6月4日(土)、なかのZERO小ホールにて、「ムーランルージュの青春」完成披露記者会見が行われた。新宿駅東口にかつてあったムーランルージュ新宿座とは、佐々木千里が昭和6年に開館した芝居とレビューを中心に提供する劇場で、風刺劇や抒情劇で学生・インテリ層に人気を集め、歌ありコントありトークありのバラエティという言葉を生みだした。この劇場から有島一郎、望月優子、明日待子、森繁久弥、三島千恵子、由利徹などの名優を輩出した。その中でも、明日待子さんは1933年から47年まで同劇場に所属し、35年にはカルピスの初代CMガールに抜てきされるなど、“元祖アイドル”として活躍した。

本作は、生誕80周年を記念した記録映画で、劇場が閉館してから60年が経ち、数少ないムーランの出身者に取材をし、隠れていた貴重な資料や新証言と共につくりあげた作品で、ムーランを支えた人々、そしてそこに集った人たちの青春の記録でもある。

今回の記者会見には、当時のトップスター明日待子さん、野末陳平さん、田中重幸監督が登壇した。

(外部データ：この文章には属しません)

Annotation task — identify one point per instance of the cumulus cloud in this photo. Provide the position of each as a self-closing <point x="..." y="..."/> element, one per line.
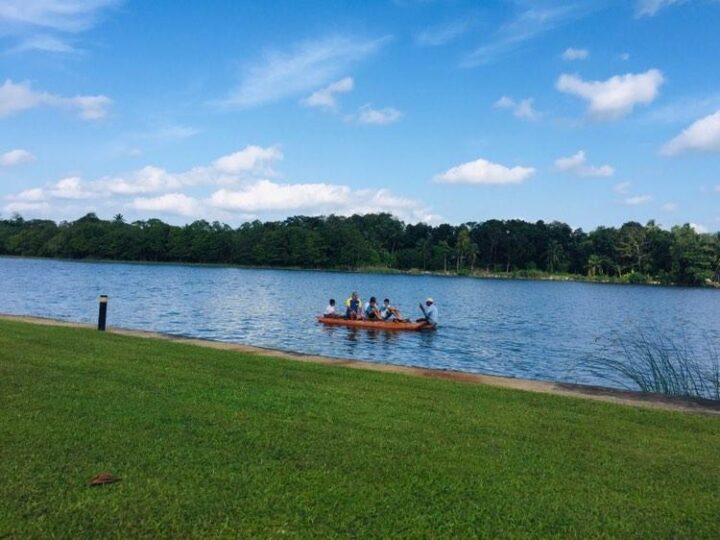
<point x="238" y="192"/>
<point x="21" y="207"/>
<point x="306" y="66"/>
<point x="622" y="188"/>
<point x="42" y="25"/>
<point x="251" y="159"/>
<point x="521" y="109"/>
<point x="325" y="98"/>
<point x="16" y="157"/>
<point x="571" y="54"/>
<point x="637" y="200"/>
<point x="171" y="203"/>
<point x="648" y="8"/>
<point x="43" y="43"/>
<point x="485" y="172"/>
<point x="576" y="164"/>
<point x="73" y="188"/>
<point x="18" y="97"/>
<point x="703" y="135"/>
<point x="617" y="96"/>
<point x="171" y="132"/>
<point x="386" y="115"/>
<point x="443" y="34"/>
<point x="527" y="25"/>
<point x="317" y="198"/>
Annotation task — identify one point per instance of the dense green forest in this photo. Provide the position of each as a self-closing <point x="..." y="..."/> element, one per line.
<point x="633" y="253"/>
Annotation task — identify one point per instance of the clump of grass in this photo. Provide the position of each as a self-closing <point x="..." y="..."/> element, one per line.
<point x="651" y="361"/>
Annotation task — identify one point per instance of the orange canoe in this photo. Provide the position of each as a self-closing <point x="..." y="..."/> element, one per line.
<point x="377" y="325"/>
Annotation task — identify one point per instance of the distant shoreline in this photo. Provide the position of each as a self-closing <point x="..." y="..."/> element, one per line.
<point x="517" y="275"/>
<point x="584" y="391"/>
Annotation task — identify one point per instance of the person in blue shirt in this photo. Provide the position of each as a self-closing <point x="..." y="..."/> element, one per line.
<point x="390" y="312"/>
<point x="430" y="312"/>
<point x="371" y="310"/>
<point x="353" y="307"/>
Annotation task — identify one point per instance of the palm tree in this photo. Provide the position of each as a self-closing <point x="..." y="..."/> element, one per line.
<point x="594" y="265"/>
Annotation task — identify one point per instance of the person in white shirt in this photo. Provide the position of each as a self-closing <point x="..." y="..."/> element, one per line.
<point x="390" y="312"/>
<point x="330" y="310"/>
<point x="430" y="312"/>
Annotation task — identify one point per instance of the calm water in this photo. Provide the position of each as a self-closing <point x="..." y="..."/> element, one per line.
<point x="528" y="329"/>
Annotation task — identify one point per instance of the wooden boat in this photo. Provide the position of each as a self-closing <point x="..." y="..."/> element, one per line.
<point x="375" y="325"/>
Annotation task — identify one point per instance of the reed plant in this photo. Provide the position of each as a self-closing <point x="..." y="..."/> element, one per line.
<point x="650" y="360"/>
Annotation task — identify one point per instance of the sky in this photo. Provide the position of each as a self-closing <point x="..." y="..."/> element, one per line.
<point x="593" y="112"/>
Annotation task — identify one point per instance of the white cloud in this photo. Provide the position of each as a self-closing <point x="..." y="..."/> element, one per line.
<point x="171" y="203"/>
<point x="20" y="207"/>
<point x="325" y="98"/>
<point x="443" y="34"/>
<point x="149" y="179"/>
<point x="576" y="164"/>
<point x="623" y="188"/>
<point x="18" y="97"/>
<point x="317" y="198"/>
<point x="251" y="159"/>
<point x="571" y="54"/>
<point x="171" y="132"/>
<point x="61" y="15"/>
<point x="702" y="136"/>
<point x="16" y="157"/>
<point x="72" y="188"/>
<point x="637" y="200"/>
<point x="521" y="109"/>
<point x="43" y="43"/>
<point x="529" y="24"/>
<point x="239" y="192"/>
<point x="648" y="8"/>
<point x="29" y="195"/>
<point x="386" y="115"/>
<point x="482" y="171"/>
<point x="308" y="65"/>
<point x="38" y="24"/>
<point x="617" y="96"/>
<point x="267" y="195"/>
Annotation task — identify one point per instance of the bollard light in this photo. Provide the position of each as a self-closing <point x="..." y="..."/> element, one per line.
<point x="102" y="314"/>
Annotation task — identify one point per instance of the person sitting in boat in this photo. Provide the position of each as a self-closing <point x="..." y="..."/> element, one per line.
<point x="430" y="312"/>
<point x="371" y="310"/>
<point x="389" y="312"/>
<point x="353" y="307"/>
<point x="330" y="311"/>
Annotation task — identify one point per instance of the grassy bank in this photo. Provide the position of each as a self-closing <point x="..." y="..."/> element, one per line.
<point x="218" y="443"/>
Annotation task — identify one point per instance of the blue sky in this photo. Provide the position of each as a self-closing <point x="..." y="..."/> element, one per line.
<point x="593" y="112"/>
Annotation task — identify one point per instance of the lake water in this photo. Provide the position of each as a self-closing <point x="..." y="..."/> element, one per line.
<point x="529" y="329"/>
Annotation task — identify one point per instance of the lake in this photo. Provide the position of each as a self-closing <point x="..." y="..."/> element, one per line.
<point x="529" y="329"/>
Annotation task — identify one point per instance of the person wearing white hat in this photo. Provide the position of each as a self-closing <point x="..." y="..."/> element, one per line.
<point x="430" y="312"/>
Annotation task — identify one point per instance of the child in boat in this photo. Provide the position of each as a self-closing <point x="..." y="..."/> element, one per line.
<point x="353" y="307"/>
<point x="371" y="310"/>
<point x="430" y="313"/>
<point x="389" y="312"/>
<point x="330" y="310"/>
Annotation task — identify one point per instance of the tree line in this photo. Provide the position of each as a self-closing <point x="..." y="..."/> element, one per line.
<point x="633" y="253"/>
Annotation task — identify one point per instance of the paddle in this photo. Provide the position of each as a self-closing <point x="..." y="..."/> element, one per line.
<point x="422" y="308"/>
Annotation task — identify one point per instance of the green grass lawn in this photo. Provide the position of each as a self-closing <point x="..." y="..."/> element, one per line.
<point x="216" y="443"/>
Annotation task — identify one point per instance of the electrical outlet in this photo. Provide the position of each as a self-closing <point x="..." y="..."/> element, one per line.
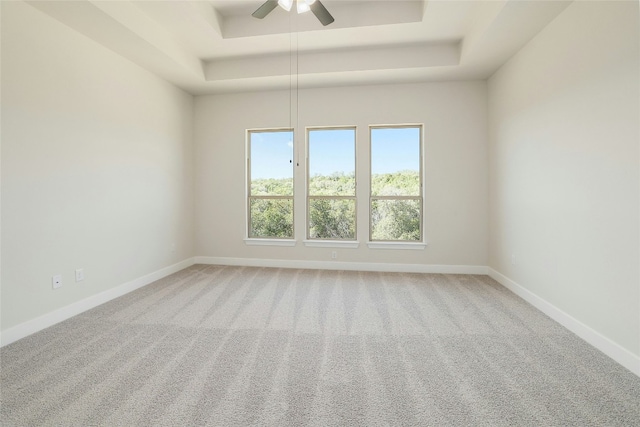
<point x="56" y="281"/>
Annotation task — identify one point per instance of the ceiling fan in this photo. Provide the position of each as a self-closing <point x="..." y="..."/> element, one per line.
<point x="302" y="6"/>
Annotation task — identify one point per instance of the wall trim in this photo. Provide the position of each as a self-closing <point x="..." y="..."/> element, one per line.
<point x="615" y="351"/>
<point x="39" y="323"/>
<point x="337" y="265"/>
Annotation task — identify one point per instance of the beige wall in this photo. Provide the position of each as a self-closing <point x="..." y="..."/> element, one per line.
<point x="96" y="167"/>
<point x="454" y="115"/>
<point x="564" y="168"/>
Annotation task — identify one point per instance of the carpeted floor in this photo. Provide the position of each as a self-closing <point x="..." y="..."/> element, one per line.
<point x="240" y="346"/>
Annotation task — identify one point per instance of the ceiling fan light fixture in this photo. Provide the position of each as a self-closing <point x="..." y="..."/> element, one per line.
<point x="302" y="6"/>
<point x="285" y="4"/>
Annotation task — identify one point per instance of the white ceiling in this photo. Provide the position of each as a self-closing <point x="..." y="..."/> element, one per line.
<point x="216" y="46"/>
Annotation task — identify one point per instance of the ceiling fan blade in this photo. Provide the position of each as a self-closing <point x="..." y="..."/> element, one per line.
<point x="265" y="9"/>
<point x="321" y="13"/>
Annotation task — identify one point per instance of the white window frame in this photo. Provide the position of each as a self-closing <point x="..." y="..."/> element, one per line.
<point x="267" y="241"/>
<point x="333" y="242"/>
<point x="397" y="244"/>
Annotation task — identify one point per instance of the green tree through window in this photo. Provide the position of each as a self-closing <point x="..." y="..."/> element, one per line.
<point x="396" y="183"/>
<point x="270" y="201"/>
<point x="331" y="184"/>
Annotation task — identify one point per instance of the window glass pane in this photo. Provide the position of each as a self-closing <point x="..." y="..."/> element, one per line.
<point x="395" y="161"/>
<point x="271" y="163"/>
<point x="395" y="219"/>
<point x="271" y="218"/>
<point x="332" y="219"/>
<point x="332" y="160"/>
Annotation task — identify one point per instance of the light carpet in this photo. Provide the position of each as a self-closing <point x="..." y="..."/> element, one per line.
<point x="242" y="346"/>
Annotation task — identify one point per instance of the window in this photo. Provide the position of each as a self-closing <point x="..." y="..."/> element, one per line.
<point x="396" y="183"/>
<point x="270" y="182"/>
<point x="331" y="183"/>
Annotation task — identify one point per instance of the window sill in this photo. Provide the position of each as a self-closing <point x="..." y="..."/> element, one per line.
<point x="269" y="242"/>
<point x="418" y="246"/>
<point x="331" y="243"/>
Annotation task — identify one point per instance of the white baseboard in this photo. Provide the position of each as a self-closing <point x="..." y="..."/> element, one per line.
<point x="618" y="353"/>
<point x="336" y="265"/>
<point x="39" y="323"/>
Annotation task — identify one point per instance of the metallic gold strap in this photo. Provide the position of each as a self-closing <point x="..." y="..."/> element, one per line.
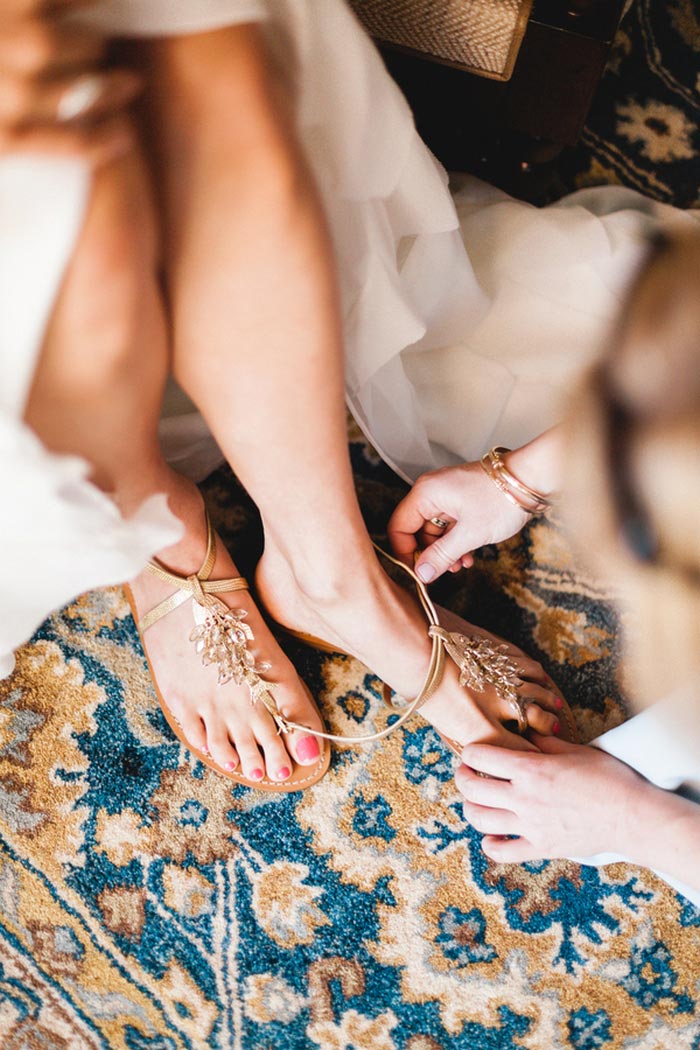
<point x="197" y="586"/>
<point x="430" y="683"/>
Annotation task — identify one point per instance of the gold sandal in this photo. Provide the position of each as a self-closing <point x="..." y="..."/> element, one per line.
<point x="482" y="663"/>
<point x="220" y="636"/>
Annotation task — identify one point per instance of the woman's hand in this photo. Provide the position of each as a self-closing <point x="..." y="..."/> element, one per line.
<point x="476" y="510"/>
<point x="567" y="800"/>
<point x="55" y="97"/>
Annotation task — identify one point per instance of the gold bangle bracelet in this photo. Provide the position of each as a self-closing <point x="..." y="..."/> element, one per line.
<point x="515" y="490"/>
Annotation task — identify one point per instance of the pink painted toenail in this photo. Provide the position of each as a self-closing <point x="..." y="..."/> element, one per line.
<point x="308" y="749"/>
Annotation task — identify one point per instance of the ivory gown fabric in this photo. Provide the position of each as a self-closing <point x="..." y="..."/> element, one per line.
<point x="464" y="327"/>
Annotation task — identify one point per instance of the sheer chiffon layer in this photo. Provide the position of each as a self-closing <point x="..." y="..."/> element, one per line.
<point x="463" y="327"/>
<point x="459" y="330"/>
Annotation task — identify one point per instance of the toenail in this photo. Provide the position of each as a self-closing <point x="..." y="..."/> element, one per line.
<point x="308" y="749"/>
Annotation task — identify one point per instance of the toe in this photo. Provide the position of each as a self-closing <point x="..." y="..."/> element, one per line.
<point x="219" y="747"/>
<point x="277" y="761"/>
<point x="305" y="748"/>
<point x="543" y="721"/>
<point x="252" y="762"/>
<point x="193" y="731"/>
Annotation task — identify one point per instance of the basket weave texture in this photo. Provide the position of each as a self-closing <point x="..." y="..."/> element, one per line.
<point x="481" y="36"/>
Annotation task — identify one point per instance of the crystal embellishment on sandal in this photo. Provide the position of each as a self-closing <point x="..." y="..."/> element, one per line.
<point x="223" y="639"/>
<point x="482" y="663"/>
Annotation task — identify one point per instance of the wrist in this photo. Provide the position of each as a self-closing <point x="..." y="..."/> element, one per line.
<point x="538" y="463"/>
<point x="666" y="825"/>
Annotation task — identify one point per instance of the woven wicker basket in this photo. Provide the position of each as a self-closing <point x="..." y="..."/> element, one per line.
<point x="481" y="36"/>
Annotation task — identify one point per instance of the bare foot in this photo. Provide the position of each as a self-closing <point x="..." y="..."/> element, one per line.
<point x="380" y="624"/>
<point x="219" y="720"/>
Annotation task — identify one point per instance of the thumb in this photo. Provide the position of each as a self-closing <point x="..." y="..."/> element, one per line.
<point x="441" y="554"/>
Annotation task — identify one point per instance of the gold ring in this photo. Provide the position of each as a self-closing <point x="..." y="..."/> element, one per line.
<point x="79" y="98"/>
<point x="520" y="707"/>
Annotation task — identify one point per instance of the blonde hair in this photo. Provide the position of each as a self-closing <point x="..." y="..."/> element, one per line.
<point x="634" y="468"/>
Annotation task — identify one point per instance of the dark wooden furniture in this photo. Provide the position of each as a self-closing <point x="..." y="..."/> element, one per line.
<point x="511" y="132"/>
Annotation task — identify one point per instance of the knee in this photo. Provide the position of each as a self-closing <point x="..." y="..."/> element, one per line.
<point x="109" y="293"/>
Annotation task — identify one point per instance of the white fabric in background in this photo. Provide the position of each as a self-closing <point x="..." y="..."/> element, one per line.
<point x="663" y="744"/>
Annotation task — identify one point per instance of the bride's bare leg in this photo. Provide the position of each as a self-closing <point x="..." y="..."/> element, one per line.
<point x="98" y="393"/>
<point x="258" y="347"/>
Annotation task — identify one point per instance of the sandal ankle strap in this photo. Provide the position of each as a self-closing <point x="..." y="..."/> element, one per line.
<point x="480" y="660"/>
<point x="197" y="586"/>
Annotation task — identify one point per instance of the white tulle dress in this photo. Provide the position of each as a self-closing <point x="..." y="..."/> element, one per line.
<point x="464" y="326"/>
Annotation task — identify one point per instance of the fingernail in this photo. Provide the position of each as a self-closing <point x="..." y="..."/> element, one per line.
<point x="308" y="749"/>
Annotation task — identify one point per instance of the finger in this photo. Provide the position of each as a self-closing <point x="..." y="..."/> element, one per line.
<point x="509" y="851"/>
<point x="495" y="761"/>
<point x="96" y="147"/>
<point x="483" y="791"/>
<point x="489" y="820"/>
<point x="430" y="531"/>
<point x="544" y="697"/>
<point x="509" y="739"/>
<point x="41" y="48"/>
<point x="402" y="529"/>
<point x="69" y="100"/>
<point x="553" y="746"/>
<point x="442" y="553"/>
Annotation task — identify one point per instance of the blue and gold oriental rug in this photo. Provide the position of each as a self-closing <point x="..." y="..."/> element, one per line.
<point x="147" y="904"/>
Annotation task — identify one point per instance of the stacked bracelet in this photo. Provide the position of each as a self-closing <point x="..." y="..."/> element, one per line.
<point x="514" y="489"/>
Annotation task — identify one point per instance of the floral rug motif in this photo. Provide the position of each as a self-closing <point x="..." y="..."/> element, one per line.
<point x="149" y="904"/>
<point x="643" y="128"/>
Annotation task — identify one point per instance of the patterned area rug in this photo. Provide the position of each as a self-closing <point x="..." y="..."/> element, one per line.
<point x="643" y="129"/>
<point x="147" y="904"/>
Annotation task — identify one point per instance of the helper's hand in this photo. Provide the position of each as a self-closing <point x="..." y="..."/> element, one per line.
<point x="566" y="801"/>
<point x="55" y="96"/>
<point x="478" y="512"/>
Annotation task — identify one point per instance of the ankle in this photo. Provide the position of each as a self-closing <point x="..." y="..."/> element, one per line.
<point x="338" y="579"/>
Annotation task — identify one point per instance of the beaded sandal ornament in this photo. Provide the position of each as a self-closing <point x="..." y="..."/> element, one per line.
<point x="221" y="638"/>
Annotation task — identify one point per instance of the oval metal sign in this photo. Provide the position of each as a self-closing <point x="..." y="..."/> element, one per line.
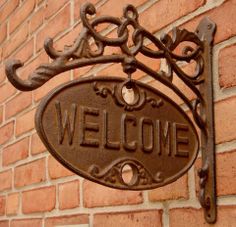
<point x="94" y="131"/>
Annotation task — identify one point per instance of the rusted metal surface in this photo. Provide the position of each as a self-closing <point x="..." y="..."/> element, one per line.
<point x="82" y="53"/>
<point x="89" y="127"/>
<point x="207" y="194"/>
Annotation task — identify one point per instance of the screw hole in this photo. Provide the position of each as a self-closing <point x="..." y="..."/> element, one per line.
<point x="129" y="174"/>
<point x="128" y="95"/>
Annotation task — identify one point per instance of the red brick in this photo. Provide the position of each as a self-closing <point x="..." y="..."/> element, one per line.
<point x="6" y="132"/>
<point x="54" y="82"/>
<point x="150" y="218"/>
<point x="2" y="205"/>
<point x="25" y="123"/>
<point x="174" y="191"/>
<point x="18" y="104"/>
<point x="57" y="170"/>
<point x="222" y="15"/>
<point x="2" y="73"/>
<point x="77" y="6"/>
<point x="1" y="57"/>
<point x="8" y="8"/>
<point x="69" y="195"/>
<point x="224" y="115"/>
<point x="15" y="152"/>
<point x="186" y="217"/>
<point x="162" y="14"/>
<point x="26" y="52"/>
<point x="105" y="196"/>
<point x="15" y="41"/>
<point x="67" y="220"/>
<point x="12" y="204"/>
<point x="52" y="7"/>
<point x="26" y="222"/>
<point x="30" y="173"/>
<point x="117" y="7"/>
<point x="39" y="1"/>
<point x="1" y="114"/>
<point x="4" y="223"/>
<point x="42" y="58"/>
<point x="3" y="32"/>
<point x="37" y="146"/>
<point x="6" y="180"/>
<point x="226" y="173"/>
<point x="227" y="66"/>
<point x="7" y="90"/>
<point x="37" y="19"/>
<point x="21" y="14"/>
<point x="39" y="200"/>
<point x="68" y="38"/>
<point x="55" y="26"/>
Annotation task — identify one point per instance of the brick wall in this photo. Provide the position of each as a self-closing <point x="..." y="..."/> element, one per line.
<point x="35" y="190"/>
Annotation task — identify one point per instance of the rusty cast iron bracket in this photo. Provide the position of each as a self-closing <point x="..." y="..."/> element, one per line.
<point x="82" y="53"/>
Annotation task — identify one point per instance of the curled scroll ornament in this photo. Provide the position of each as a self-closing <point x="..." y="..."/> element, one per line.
<point x="81" y="54"/>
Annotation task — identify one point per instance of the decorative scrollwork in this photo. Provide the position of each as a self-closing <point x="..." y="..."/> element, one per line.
<point x="81" y="54"/>
<point x="140" y="96"/>
<point x="113" y="175"/>
<point x="203" y="174"/>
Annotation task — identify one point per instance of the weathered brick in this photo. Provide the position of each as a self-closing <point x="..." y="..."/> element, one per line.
<point x="2" y="73"/>
<point x="174" y="191"/>
<point x="186" y="217"/>
<point x="18" y="104"/>
<point x="78" y="4"/>
<point x="69" y="195"/>
<point x="6" y="132"/>
<point x="2" y="205"/>
<point x="37" y="19"/>
<point x="227" y="66"/>
<point x="225" y="116"/>
<point x="116" y="7"/>
<point x="1" y="114"/>
<point x="15" y="152"/>
<point x="222" y="15"/>
<point x="52" y="7"/>
<point x="112" y="70"/>
<point x="226" y="173"/>
<point x="25" y="122"/>
<point x="54" y="82"/>
<point x="24" y="72"/>
<point x="7" y="90"/>
<point x="164" y="9"/>
<point x="7" y="9"/>
<point x="26" y="222"/>
<point x="67" y="220"/>
<point x="6" y="180"/>
<point x="57" y="170"/>
<point x="3" y="32"/>
<point x="58" y="24"/>
<point x="39" y="200"/>
<point x="36" y="145"/>
<point x="4" y="223"/>
<point x="12" y="206"/>
<point x="16" y="40"/>
<point x="21" y="14"/>
<point x="30" y="173"/>
<point x="26" y="51"/>
<point x="150" y="218"/>
<point x="39" y="1"/>
<point x="105" y="196"/>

コメントは下記の通り。

明日待子:ムーランに入って女優という職業を選んだのは、親孝行をしたかったのが一番にあり、踊りや舞台、舞踊が好きだったから。できた当時は客足が少なかったが、ムーランの舞台は品格があり、プライドがある人たちの中で家族のような暖かい場所でした。そこで、私はムーランの娘として、一生懸命に今日死んでもいいという気持ちでやっていました。また、戦時下でファンが「一緒に死んでくれ」と刃物を突き付けてきたこともありました。そういう切羽詰まった時代の中でやってきた青春の場所でした。この度は、記録として劇場が残ることを嬉しく思います。

野末陳平(ムーラン研究家):ムーランとは言いたいことをいろいろ言ってくれる時代の代弁者であり、唯一の娯楽として学生や若いサラリーマンに人気でした。TVの無かった時代に癒しを与えてくれる民放の役割を果たしていました。明日待子さんを始め、森繁久弥さんなどの有名俳優を生み出したのは、風刺のきいた軽演劇や文芸部で、作家や俳優、歌手の下地となることをしていたから。これが今日の娯楽に繋がっています。ムーランについての資料を集め続けてきて、発表する機会ができて嬉しく思います。

田中重幸(監督):ムーランの舞台は全部オリジナルなんです。今の映画やテレビのお笑いもそうですが、何万部か売れた原作に、何かにでている役者を抱き合わせ。ムーランルージュでは10日変わりで月に3本の劇を公演していた。そこに本物のエンターテインメントがあり、観客の反応が直に伝わり、作品が作られる。そういうオリジナルのドラマを作るのがいかに大切か、改めて思い知らされました。
本作は記録映画であるが、明るく楽しいものになっていればと思う。最後はほろりとする作品になっています。

結婚と同時に芸能界引退をした明日待子さんは、現在91歳。札幌でも尚舞踊家として活躍。この日は和服姿で登壇し、「今後とも芸の道で精進します」とファンらに誓った。客席は当時を懐かしむファンや関係者などが詰めかけ、500席がほぼ満員。ロビーでは展示された当時の写真を眺めたりしながら昔話に花を咲かせていた。上演後のトークの後には、“明日待子、バンザイ”と熱狂的なコールがおきた。
9月17日(土)からは、かつてムーランがあった近くを皮切りに、全国ロードショーが決定した。
この機会に当時のムーランルージュの熱気やムーランが遺した軌跡を、今の世代にも知ってもらいたい。